Die Atmungs-Achtsamkeit dient also zunächst der körperlichen und geistigen Beruhigung. Sie ist ferner ein einfaches Mittel anfänglicher Konzentration. Für eine fortgeschrittenere oder vollständige Sammlung des Geistes ist sie freilich ein nicht so einfaches, doch um so lohnenderes Objekt. Sie führt dann zu den höchsten meditativen Vertiefungen (jhāna). Von dieser Stufe sagt die buddhistische Überlieferung: «Die Atmungs-Achtsamkeit steht unter den verschiedenen Meditations-Objekten (kammaṭṭhāna) am ersten Platz. Sie war für alle Erleuchteten, Einzel-Erleuchteten und die heiligen Jünger des Buddha die Grundlage für die Ziel-Erreichung und für gegenwärtiges Wohlsein.» (Komm. zu Paisambhidā-Magga.)

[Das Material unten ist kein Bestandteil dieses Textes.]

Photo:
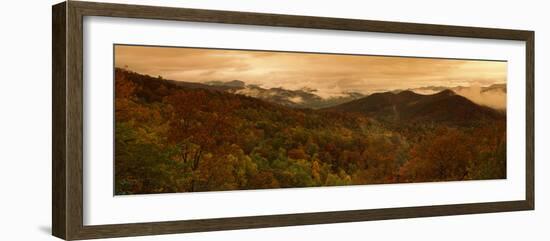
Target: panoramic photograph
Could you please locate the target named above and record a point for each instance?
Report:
(201, 119)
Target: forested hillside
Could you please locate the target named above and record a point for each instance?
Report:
(178, 138)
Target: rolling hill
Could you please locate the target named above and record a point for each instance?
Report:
(442, 107)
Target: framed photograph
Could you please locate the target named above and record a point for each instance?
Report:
(171, 120)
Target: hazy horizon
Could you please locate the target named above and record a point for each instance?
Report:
(329, 74)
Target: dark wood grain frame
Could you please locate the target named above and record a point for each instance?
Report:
(67, 77)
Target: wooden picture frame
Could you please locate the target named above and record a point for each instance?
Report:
(67, 76)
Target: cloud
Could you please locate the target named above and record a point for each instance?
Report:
(329, 74)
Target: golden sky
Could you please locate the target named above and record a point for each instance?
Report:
(330, 74)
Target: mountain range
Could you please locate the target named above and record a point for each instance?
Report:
(301, 98)
(407, 106)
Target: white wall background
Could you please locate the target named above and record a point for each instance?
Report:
(25, 120)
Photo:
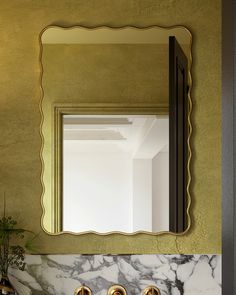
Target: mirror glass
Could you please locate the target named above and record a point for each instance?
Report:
(106, 130)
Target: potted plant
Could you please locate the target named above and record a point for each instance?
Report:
(12, 253)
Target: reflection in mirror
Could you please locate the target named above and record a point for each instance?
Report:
(113, 101)
(117, 168)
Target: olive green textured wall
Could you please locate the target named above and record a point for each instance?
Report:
(20, 24)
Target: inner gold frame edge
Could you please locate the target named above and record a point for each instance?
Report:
(122, 105)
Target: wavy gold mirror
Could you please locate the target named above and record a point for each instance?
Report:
(116, 129)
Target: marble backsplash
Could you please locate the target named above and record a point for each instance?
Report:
(172, 274)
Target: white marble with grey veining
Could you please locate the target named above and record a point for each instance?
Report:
(172, 274)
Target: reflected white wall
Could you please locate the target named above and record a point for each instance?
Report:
(142, 194)
(92, 182)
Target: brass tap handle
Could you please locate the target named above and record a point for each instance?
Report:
(83, 290)
(151, 290)
(116, 290)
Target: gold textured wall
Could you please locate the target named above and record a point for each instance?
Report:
(20, 23)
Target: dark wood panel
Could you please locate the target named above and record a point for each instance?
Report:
(178, 136)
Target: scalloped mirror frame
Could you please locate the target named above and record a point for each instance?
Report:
(122, 105)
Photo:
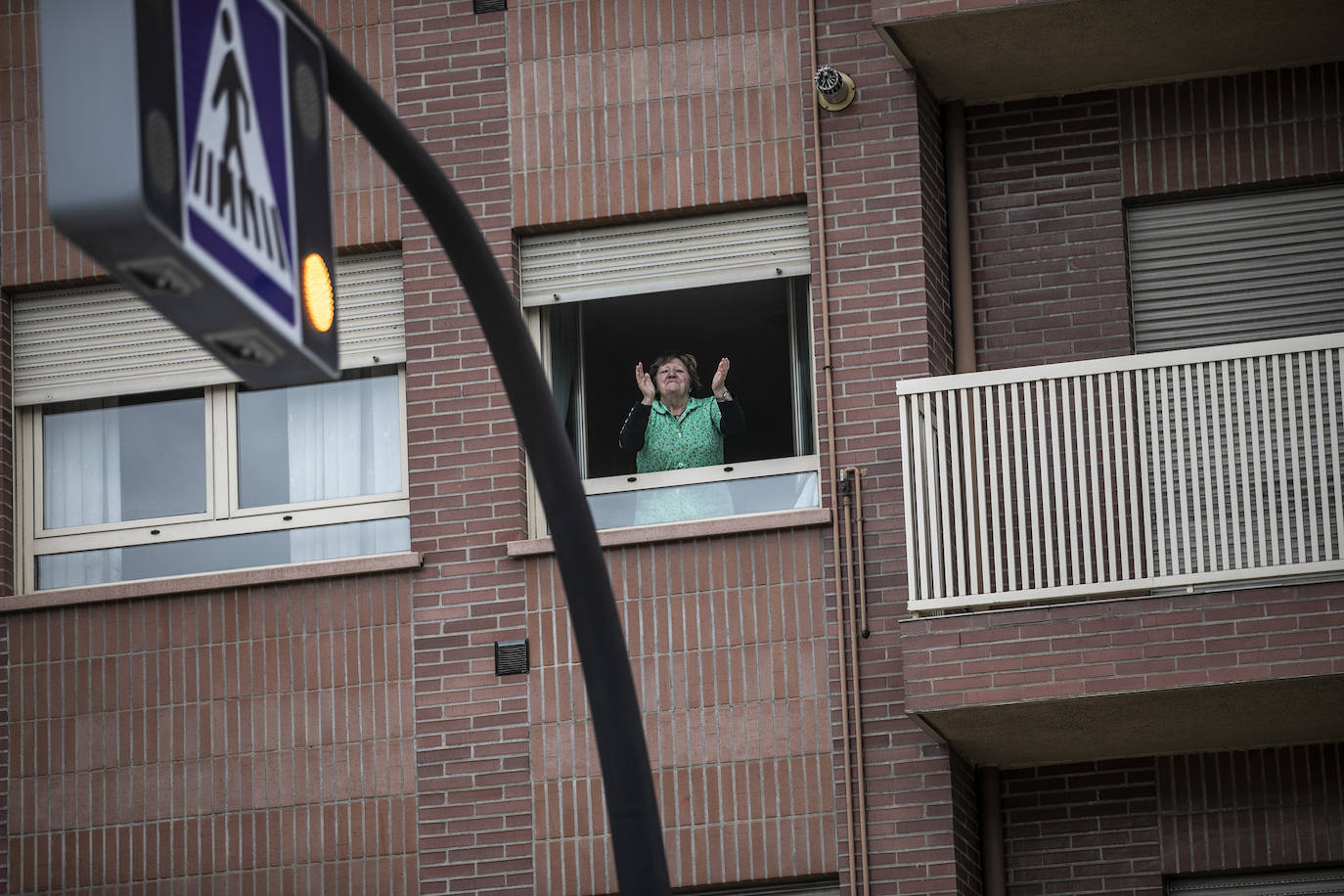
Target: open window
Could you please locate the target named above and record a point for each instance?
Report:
(725, 287)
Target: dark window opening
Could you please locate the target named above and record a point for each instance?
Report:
(761, 327)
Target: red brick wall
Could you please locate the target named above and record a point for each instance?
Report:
(1059, 651)
(1251, 809)
(729, 645)
(1120, 827)
(621, 111)
(880, 332)
(1048, 179)
(240, 740)
(1048, 231)
(467, 473)
(1086, 828)
(898, 10)
(1214, 133)
(933, 179)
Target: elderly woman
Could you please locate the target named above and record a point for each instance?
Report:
(672, 430)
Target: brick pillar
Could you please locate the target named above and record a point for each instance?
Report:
(467, 474)
(879, 245)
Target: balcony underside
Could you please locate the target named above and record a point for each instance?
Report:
(1073, 46)
(1213, 718)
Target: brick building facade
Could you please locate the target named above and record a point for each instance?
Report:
(336, 723)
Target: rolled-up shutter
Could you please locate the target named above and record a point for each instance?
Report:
(605, 262)
(1320, 881)
(1234, 269)
(94, 342)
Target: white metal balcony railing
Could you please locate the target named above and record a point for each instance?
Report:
(1124, 474)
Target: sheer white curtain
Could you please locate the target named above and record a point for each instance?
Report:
(344, 441)
(81, 482)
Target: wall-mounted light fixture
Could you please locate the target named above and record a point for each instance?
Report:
(834, 89)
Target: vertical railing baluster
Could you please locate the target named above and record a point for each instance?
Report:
(927, 543)
(1186, 471)
(1152, 497)
(1238, 450)
(1077, 512)
(1110, 485)
(1136, 490)
(1034, 422)
(1293, 461)
(1222, 409)
(1056, 484)
(1309, 471)
(1278, 515)
(959, 520)
(1170, 477)
(1000, 482)
(1095, 500)
(933, 458)
(910, 485)
(983, 580)
(1264, 469)
(1204, 461)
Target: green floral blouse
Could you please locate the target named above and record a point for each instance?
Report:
(674, 443)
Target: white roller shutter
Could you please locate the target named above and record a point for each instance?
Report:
(631, 259)
(94, 342)
(1324, 881)
(1234, 269)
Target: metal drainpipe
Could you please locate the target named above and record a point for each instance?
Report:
(829, 434)
(959, 237)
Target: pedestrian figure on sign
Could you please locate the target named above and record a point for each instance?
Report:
(229, 89)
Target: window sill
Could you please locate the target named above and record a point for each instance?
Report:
(679, 531)
(211, 580)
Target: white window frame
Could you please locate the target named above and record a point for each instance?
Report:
(631, 259)
(103, 341)
(222, 516)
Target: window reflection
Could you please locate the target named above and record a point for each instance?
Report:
(229, 553)
(704, 500)
(122, 458)
(320, 442)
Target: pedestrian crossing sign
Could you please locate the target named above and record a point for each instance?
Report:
(238, 193)
(226, 161)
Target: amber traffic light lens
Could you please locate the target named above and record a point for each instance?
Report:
(319, 298)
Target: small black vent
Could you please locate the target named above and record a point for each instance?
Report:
(511, 657)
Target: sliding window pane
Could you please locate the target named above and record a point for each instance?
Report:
(122, 458)
(320, 442)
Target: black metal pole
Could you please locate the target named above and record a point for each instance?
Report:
(626, 776)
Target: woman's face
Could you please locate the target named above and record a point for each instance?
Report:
(672, 379)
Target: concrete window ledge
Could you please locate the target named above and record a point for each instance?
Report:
(680, 531)
(212, 580)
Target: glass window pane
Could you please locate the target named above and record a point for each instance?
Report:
(122, 458)
(229, 553)
(320, 442)
(704, 500)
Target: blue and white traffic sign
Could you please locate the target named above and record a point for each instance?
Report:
(236, 144)
(208, 190)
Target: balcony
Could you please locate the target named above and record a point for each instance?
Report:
(1015, 49)
(1167, 470)
(1128, 557)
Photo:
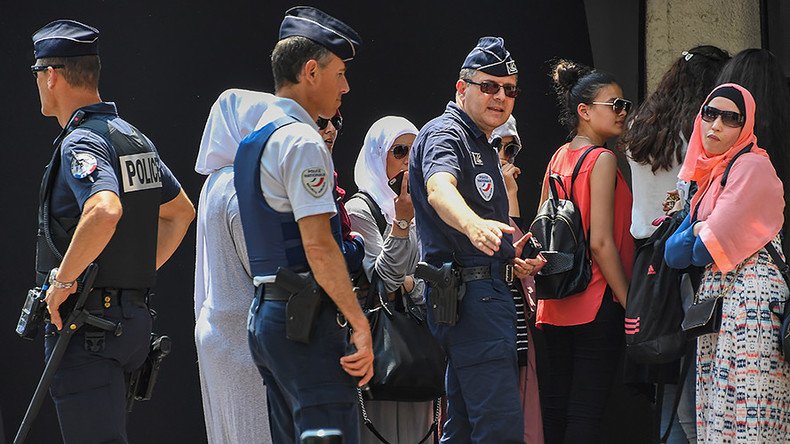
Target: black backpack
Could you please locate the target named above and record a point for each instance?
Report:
(558, 228)
(654, 311)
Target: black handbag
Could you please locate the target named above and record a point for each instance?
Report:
(409, 364)
(704, 317)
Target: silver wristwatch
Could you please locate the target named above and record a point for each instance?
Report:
(403, 224)
(56, 283)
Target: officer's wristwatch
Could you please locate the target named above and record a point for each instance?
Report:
(403, 224)
(56, 283)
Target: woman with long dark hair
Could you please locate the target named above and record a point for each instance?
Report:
(657, 135)
(584, 332)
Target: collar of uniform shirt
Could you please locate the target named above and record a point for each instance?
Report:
(295, 110)
(464, 118)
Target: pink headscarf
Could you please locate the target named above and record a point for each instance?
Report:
(746, 214)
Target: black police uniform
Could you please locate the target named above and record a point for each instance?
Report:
(101, 152)
(482, 373)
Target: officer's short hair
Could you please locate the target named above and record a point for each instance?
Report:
(289, 56)
(79, 71)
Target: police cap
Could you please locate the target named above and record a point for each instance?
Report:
(491, 57)
(65, 38)
(323, 29)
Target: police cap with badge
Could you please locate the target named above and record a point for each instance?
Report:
(323, 29)
(65, 38)
(491, 57)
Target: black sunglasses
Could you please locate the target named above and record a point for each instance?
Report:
(728, 118)
(400, 151)
(36, 68)
(489, 87)
(618, 105)
(337, 122)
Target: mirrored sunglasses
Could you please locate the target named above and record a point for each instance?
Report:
(728, 118)
(618, 105)
(337, 122)
(489, 87)
(400, 151)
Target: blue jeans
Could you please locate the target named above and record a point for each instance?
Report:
(305, 386)
(483, 404)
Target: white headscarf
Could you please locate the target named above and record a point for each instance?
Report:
(233, 116)
(506, 129)
(370, 172)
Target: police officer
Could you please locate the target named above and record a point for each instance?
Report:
(461, 212)
(284, 184)
(105, 198)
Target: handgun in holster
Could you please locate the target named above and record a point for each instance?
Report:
(302, 307)
(446, 290)
(142, 381)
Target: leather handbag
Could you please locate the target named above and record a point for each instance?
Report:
(704, 317)
(409, 364)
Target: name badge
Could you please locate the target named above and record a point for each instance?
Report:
(140, 172)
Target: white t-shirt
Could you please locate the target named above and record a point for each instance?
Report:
(297, 173)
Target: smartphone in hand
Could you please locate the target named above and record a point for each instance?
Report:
(395, 182)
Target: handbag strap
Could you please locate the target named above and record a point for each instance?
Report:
(432, 430)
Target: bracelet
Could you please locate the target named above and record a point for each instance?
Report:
(53, 282)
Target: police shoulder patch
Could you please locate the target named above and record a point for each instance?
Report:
(315, 181)
(485, 186)
(82, 164)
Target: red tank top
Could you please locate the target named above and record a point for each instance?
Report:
(581, 308)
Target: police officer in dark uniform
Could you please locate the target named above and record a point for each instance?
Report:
(284, 183)
(106, 198)
(461, 212)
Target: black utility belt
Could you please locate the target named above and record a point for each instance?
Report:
(106, 297)
(503, 271)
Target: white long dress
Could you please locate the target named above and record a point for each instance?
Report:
(234, 397)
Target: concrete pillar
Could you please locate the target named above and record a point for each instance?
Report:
(672, 26)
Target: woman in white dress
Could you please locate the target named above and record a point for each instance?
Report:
(234, 398)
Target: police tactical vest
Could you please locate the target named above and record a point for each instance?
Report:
(273, 238)
(129, 259)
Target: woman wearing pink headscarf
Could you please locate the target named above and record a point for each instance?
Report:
(743, 381)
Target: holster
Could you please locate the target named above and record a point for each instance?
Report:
(303, 305)
(446, 290)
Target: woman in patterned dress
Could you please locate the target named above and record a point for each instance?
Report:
(743, 381)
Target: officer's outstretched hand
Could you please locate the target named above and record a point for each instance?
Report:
(360, 363)
(486, 234)
(55, 297)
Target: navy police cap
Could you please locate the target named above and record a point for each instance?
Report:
(65, 38)
(321, 28)
(491, 57)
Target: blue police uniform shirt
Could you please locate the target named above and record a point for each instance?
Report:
(452, 143)
(78, 179)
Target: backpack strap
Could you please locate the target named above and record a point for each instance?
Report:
(375, 210)
(578, 167)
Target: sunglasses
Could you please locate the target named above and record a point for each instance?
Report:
(36, 68)
(618, 105)
(728, 118)
(337, 122)
(489, 87)
(400, 151)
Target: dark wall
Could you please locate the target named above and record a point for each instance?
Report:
(164, 63)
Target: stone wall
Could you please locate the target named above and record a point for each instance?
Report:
(673, 26)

Die Atmung steht an der Schwelle der willkürlichen und der automatischen Körperfunktionen und gibt daher eine gute Möglichkeit, den Wirkungskreis bewußter Körperkontrolle zu erweitern. Sie dient damit jenem Teilziel der Satipaṭṭhāna-Methode, das wir mit Novalis wie folgt formulieren können: «Der Mensch soll ein vollkommenes Selbstwerkzeug werden!»

Die Atmungs-Achtsamkeit dient ferner dem wirklichkeitsgemäßen Erfassen des Körpers in der Klarblick-Betrachtung (vipassanā). Wie im mythischen Denken der Atem mit dem Lebensprinzip selber gleichgesetzt wurde, so gilt nach buddhistischer Überlieferung die Atmung als der Hauptrepräsentant der Körperfunktionen (kāya-sakhāra = assāsa-passāsa). In der Flüchtigkeit der Atemzüge erfassen wir die Vergänglichkeit des Körpers; in der Abhängigkeit des Atems von bestimmten Körperorganen und andererseits der Abhängigkeit des lebenden Körpers von der Atmung erfassen wir die mannigfache Bedingtheit des Körpers; im schweren Atem oder der Atmungs-Störung erfassen wir die Leidhaftigkeit des Körpers; im Atem als einer Manifestation des Wind- oder Bewegungselementes erfassen wir die unper­sönliche Natur des Körpers. Insofern dient die Atmungs-Achtsamkeit der Erkenntnis des Körpers und der sich dadurch einstellenden Entfremdung von ihm.

aus: Nyanaponika, Geistestraining durch Achtsamkeit (Buddhistische Handbibliothek, Verlag Beyerlein & Steinschulte, S. 55ff.)